La Première ministre a donc décliné, je crois que c’est le terme qui convient, la « feuille de route » que lui a confiée le Président pour tenter de réconcilier les Français avec l’exécutif en moins de cent jours. Avec une exception de taille, celle d’une nouvelle loi sur l’immigration. Emmanuel Macron avait pourtant annoncé lui-même un texte de loi qui serait présenté avant l’été, mais c’est un thème qui n’est visiblement pas la tasse de thé d’Élisabeth Borne, qui veut éviter que son nom soit associé pour la postérité à un durcissement des mesures concernant la répression aux frontières.

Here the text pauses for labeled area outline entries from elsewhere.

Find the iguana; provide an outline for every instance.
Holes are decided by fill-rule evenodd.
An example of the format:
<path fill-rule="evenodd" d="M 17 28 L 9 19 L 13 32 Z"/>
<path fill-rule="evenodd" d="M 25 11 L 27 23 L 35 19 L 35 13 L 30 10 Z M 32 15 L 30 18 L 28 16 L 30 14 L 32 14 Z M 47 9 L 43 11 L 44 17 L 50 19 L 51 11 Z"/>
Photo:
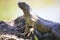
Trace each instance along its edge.
<path fill-rule="evenodd" d="M 60 24 L 59 23 L 54 23 L 54 22 L 51 22 L 51 21 L 47 21 L 47 20 L 44 20 L 44 19 L 42 19 L 42 18 L 40 18 L 38 16 L 32 15 L 32 13 L 30 12 L 29 5 L 26 4 L 25 2 L 19 2 L 18 6 L 24 12 L 23 16 L 24 16 L 24 18 L 26 20 L 26 30 L 25 30 L 25 32 L 29 31 L 28 25 L 32 26 L 33 29 L 37 29 L 37 30 L 39 30 L 42 33 L 50 32 L 50 31 L 55 32 L 52 29 L 54 29 L 56 27 L 60 28 Z M 57 32 L 55 32 L 55 33 L 57 33 Z"/>

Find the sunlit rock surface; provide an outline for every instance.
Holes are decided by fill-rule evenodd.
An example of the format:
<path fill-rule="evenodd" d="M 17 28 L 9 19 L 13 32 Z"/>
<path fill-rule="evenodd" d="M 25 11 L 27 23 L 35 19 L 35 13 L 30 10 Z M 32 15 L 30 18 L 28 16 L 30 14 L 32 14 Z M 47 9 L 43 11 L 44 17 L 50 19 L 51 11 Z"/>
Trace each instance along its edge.
<path fill-rule="evenodd" d="M 43 21 L 43 20 L 41 20 Z M 8 25 L 4 21 L 0 21 L 0 40 L 24 40 L 26 39 L 21 33 L 25 30 L 25 19 L 23 16 L 18 17 L 14 20 L 14 26 Z M 59 24 L 58 24 L 59 25 Z M 60 27 L 55 27 L 51 32 L 41 33 L 35 29 L 34 34 L 38 40 L 60 40 Z M 34 36 L 26 40 L 34 40 Z"/>

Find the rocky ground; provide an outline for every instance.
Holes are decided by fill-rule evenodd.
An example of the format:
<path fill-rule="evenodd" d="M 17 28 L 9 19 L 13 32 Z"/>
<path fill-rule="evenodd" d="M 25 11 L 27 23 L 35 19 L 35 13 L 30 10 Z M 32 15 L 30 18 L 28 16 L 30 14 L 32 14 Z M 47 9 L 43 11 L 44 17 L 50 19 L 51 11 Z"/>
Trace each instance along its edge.
<path fill-rule="evenodd" d="M 34 30 L 34 34 L 31 36 L 24 37 L 21 35 L 25 30 L 25 19 L 23 17 L 18 17 L 14 20 L 14 26 L 8 25 L 4 21 L 0 21 L 0 40 L 60 40 L 51 33 L 41 33 L 37 29 Z M 35 37 L 37 36 L 37 38 Z M 34 38 L 35 37 L 35 38 Z"/>

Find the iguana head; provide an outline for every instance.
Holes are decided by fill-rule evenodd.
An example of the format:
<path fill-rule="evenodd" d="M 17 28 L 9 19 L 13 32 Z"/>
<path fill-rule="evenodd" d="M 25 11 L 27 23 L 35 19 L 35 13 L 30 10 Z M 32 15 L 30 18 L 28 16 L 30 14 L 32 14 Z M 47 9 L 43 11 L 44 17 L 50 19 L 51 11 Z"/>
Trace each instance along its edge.
<path fill-rule="evenodd" d="M 23 10 L 23 12 L 30 10 L 29 5 L 26 4 L 25 2 L 19 2 L 18 6 L 19 6 L 19 8 L 21 8 Z"/>

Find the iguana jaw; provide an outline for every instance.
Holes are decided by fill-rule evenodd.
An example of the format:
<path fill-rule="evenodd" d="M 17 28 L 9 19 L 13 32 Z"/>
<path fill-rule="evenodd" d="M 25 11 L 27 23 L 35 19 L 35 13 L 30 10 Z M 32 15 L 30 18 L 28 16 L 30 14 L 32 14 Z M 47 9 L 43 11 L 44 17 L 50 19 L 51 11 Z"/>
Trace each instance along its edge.
<path fill-rule="evenodd" d="M 26 11 L 29 12 L 29 10 L 30 10 L 29 5 L 26 4 L 25 2 L 19 2 L 18 6 L 19 6 L 19 8 L 21 8 L 23 10 L 23 12 L 26 12 Z"/>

Elle se permet même de contredire le « patron » en déclarant qu’il n’y a pas de majorité pour voter une telle loi, en chargeant au passage les députés LR, responsables selon elle de la crise de confiance des Français envers la minorité présidentielle. La réalité semble bien être dans la dislocation du macronisme, si tant est qu’il ait eu une existence autonome un jour, hors de l’emprise de son candidat devenu président. Le report de la question à l’automne permet de ne pas officialiser immédiatement la rupture, mais présage d’un licenciement de la Première ministre à l’issue de sa période d’essai pour cause d’incompatibilité d’humeur. Ce report d’échéance permettrait aussi à Élisabeth Borne de se sortir d’un piège qu’elle s’est elle-même tendu en promettant de ne plus recourir à l’article 49.3 de la Constitution pour faire passer une loi. Un engagement démenti presque dans la foulée, devant les difficultés prévisibles pour le reste de la mandature.

J’imagine qu’Emmanuel Macron a accepté de transiger sur la date de la loi sur l’immigration en espérant que les gesticulations sur tous les fronts suffiraient à faire diversion auprès des Français et à leur faire croire que le pouvoir agissait. Et il a aussi dû constater comme tout un chacun qu’une telle loi aura du mal à contenter tout le monde et son père. Entre des jusqu’au-boutistes qui veulent marcher sur les plates-bandes du RN en espérant leur grappiller quelques électeurs indécis en fermant les frontières, et les pragmatistes, tendance MEDEF, qui veulent choisir leur sous-prolétariat dans les métiers délaissés par les Français, la balance se présage difficile. Pour Élisabeth Borne, le sujet divise les Français et je crois que pour cette fois elle n’a pas tort. Est-ce que cela ira mieux cet automne ? C’est le pari du président qui a annoncé des difficultés sur le front de l’inflation au moins jusqu’à la rentrée, mais il ne maîtrise visiblement plus grand-chose sur l’Économie, dont il est supposé le spécialiste. Il faudra alors qu’il sorte de son chapeau le ou la nouvelle Première ministre pour boucler un quinquennat sans majorité. Et ce ne sera pas une sinécure.